Jusqu'à 35 000 manifestants promettent de perturber le match d'ouverture de l'Iran contre la Nouvelle-Zélande à Los Angeles
Des militants de la diaspora iranienne prévoient des manifestations massives au SoFi Stadium lundi alors que l'Iran affronte la Nouvelle-Zélande dans son match d'ouverture de la Coupe du Monde, les organisateurs promettant de huer l'hymne national et de brandir des drapeaux d'avant la révolution.

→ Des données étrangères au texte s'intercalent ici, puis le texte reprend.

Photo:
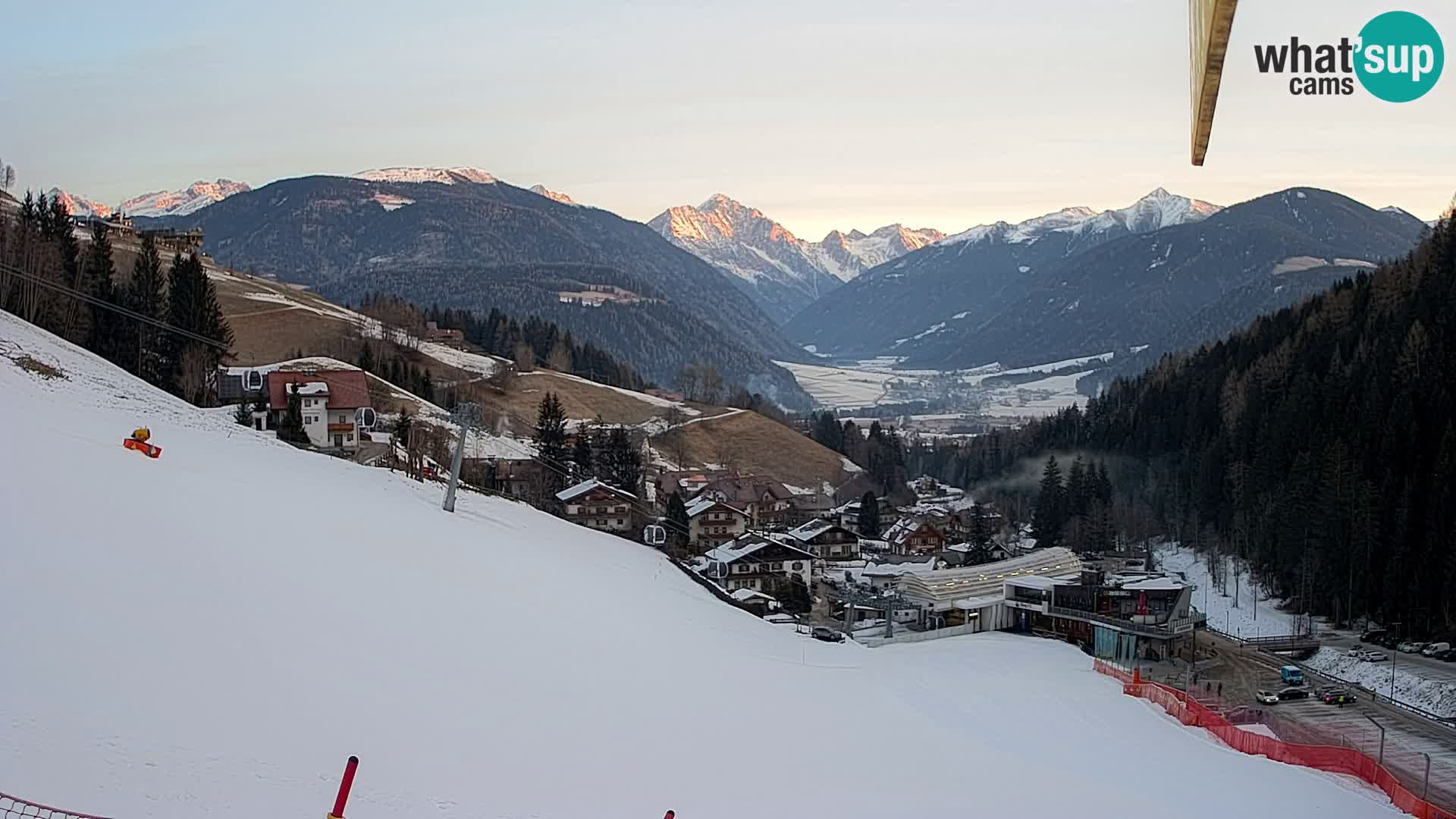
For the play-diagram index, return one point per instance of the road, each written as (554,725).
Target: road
(1408,736)
(1413,664)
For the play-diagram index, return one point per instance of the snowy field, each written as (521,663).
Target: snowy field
(1435,695)
(215,632)
(874,382)
(1241,620)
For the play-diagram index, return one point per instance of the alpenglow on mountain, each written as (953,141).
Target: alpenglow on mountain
(967,278)
(780,270)
(1060,287)
(158,203)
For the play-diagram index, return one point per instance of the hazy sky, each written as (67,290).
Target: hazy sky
(824,115)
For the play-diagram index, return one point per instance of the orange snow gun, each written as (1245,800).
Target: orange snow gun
(139,442)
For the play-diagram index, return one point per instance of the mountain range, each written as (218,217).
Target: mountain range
(780,270)
(460,238)
(1076,281)
(158,203)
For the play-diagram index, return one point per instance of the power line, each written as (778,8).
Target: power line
(88,297)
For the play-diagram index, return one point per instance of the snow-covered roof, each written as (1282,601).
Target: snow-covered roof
(745,595)
(705,503)
(813,528)
(1036,582)
(746,545)
(1156,585)
(585,487)
(897,569)
(971,604)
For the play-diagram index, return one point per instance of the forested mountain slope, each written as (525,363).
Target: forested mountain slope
(482,245)
(1320,444)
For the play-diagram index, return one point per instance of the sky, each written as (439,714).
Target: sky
(821,114)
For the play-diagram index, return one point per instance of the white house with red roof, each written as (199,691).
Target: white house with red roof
(328,401)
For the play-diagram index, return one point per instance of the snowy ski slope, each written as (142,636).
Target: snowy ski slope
(212,634)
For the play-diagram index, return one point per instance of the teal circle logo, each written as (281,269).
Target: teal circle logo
(1401,57)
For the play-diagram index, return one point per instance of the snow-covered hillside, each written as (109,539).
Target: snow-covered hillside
(1158,209)
(215,632)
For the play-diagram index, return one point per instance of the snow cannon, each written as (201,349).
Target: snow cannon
(139,442)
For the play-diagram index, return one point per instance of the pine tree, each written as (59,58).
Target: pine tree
(677,523)
(366,360)
(102,334)
(623,461)
(981,526)
(551,442)
(145,297)
(582,458)
(1050,513)
(870,516)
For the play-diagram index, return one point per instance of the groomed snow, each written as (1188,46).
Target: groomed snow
(1222,614)
(215,632)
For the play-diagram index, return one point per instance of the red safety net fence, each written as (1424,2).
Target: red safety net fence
(17,808)
(1335,760)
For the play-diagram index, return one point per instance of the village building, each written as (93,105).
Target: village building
(1119,618)
(758,563)
(826,539)
(756,602)
(712,523)
(328,400)
(601,506)
(686,483)
(441,335)
(810,506)
(915,535)
(767,502)
(977,596)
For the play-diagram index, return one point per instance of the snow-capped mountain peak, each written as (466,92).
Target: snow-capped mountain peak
(80,206)
(549,194)
(158,203)
(1158,209)
(746,242)
(443,175)
(182,202)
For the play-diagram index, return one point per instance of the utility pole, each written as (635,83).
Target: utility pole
(1381,760)
(1392,670)
(465,414)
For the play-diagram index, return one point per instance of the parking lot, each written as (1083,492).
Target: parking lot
(1310,722)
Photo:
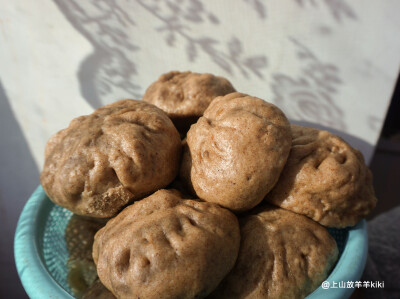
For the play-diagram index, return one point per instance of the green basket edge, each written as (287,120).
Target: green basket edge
(36,280)
(38,283)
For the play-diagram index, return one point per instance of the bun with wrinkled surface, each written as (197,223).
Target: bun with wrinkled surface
(166,247)
(236,151)
(102,161)
(282,255)
(184,96)
(325,179)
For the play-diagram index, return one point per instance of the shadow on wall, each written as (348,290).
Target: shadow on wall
(19,177)
(366,148)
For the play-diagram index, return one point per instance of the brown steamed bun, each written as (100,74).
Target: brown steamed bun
(102,161)
(325,179)
(282,255)
(184,96)
(236,151)
(164,246)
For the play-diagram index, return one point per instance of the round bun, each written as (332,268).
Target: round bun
(166,247)
(236,151)
(325,179)
(184,96)
(121,152)
(282,255)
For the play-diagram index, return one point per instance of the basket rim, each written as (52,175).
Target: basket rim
(36,279)
(38,282)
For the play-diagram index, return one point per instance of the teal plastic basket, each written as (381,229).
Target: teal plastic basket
(41,254)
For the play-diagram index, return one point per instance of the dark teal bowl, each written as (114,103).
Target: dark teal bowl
(41,254)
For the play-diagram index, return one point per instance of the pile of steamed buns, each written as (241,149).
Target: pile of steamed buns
(200,191)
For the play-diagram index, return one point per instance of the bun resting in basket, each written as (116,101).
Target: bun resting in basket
(164,246)
(184,96)
(325,179)
(102,161)
(282,255)
(236,151)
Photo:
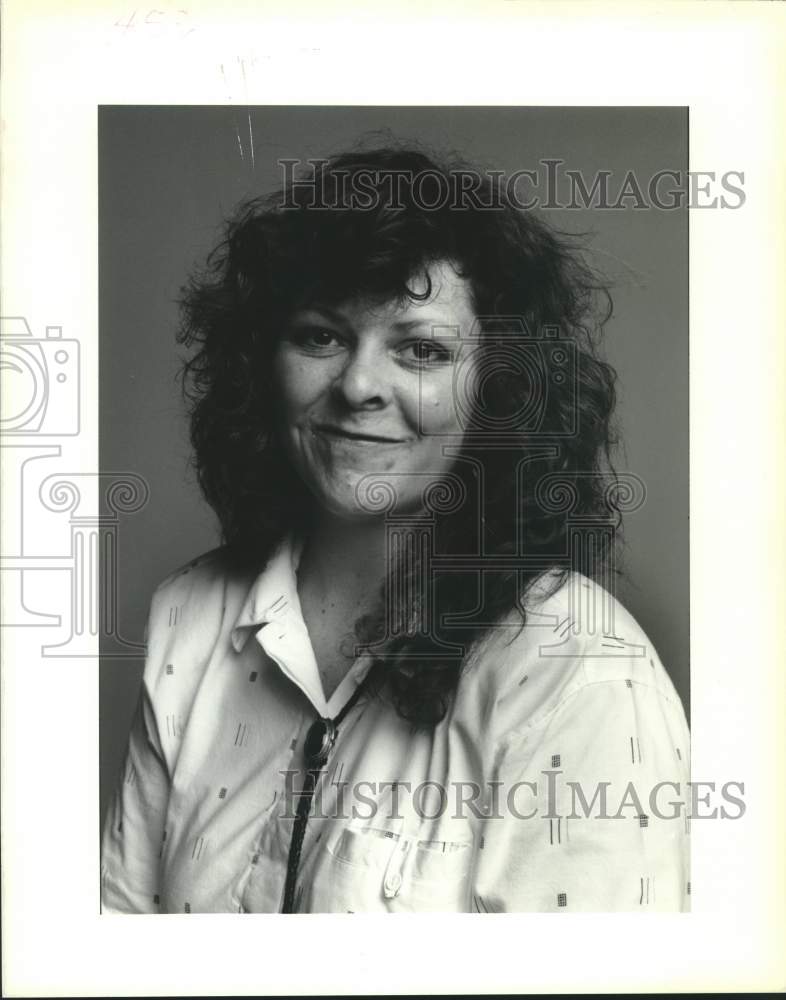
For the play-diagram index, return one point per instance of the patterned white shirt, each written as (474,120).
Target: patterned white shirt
(557,781)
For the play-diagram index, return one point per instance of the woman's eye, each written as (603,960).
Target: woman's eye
(316,338)
(426,352)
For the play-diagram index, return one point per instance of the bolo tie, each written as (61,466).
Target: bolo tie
(317,746)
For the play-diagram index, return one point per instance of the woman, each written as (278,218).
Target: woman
(399,685)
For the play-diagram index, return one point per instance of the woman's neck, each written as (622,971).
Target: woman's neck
(344,559)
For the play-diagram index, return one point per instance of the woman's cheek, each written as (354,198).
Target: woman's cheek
(437,411)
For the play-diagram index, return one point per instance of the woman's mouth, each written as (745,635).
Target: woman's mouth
(346,434)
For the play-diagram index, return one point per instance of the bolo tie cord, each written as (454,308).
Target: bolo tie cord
(316,751)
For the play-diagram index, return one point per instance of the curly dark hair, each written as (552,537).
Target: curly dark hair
(279,254)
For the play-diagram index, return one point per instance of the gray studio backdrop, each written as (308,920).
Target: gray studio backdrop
(167,178)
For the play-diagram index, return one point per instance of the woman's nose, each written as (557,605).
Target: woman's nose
(364,382)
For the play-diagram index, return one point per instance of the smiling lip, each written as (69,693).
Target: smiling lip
(342,432)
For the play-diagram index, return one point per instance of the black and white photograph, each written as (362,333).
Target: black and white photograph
(411,662)
(392,499)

Jusqu’à 35 000 manifestants sont attendus au SoFi Stadium à Los Angeles lundi alors que l’Iran ouvre sa campagne de Coupe du Monde 2026 contre la Nouvelle-Zélande, les militants jurant de rendre l’occasion « infernale » pour l’équipe iranienne.
Los Angeles abrite la plus grande population iranienne en dehors de l’Iran lui-même, et les militants de la diaspora ont accusé l’équipe nationale de « représenter le gouvernement plutôt que son peuple ». Les organisateurs affirment que des bus ont été affrétés depuis San Diego, Orange County et l’ensemble de la région de Los Angeles pour amener les manifestants au stade.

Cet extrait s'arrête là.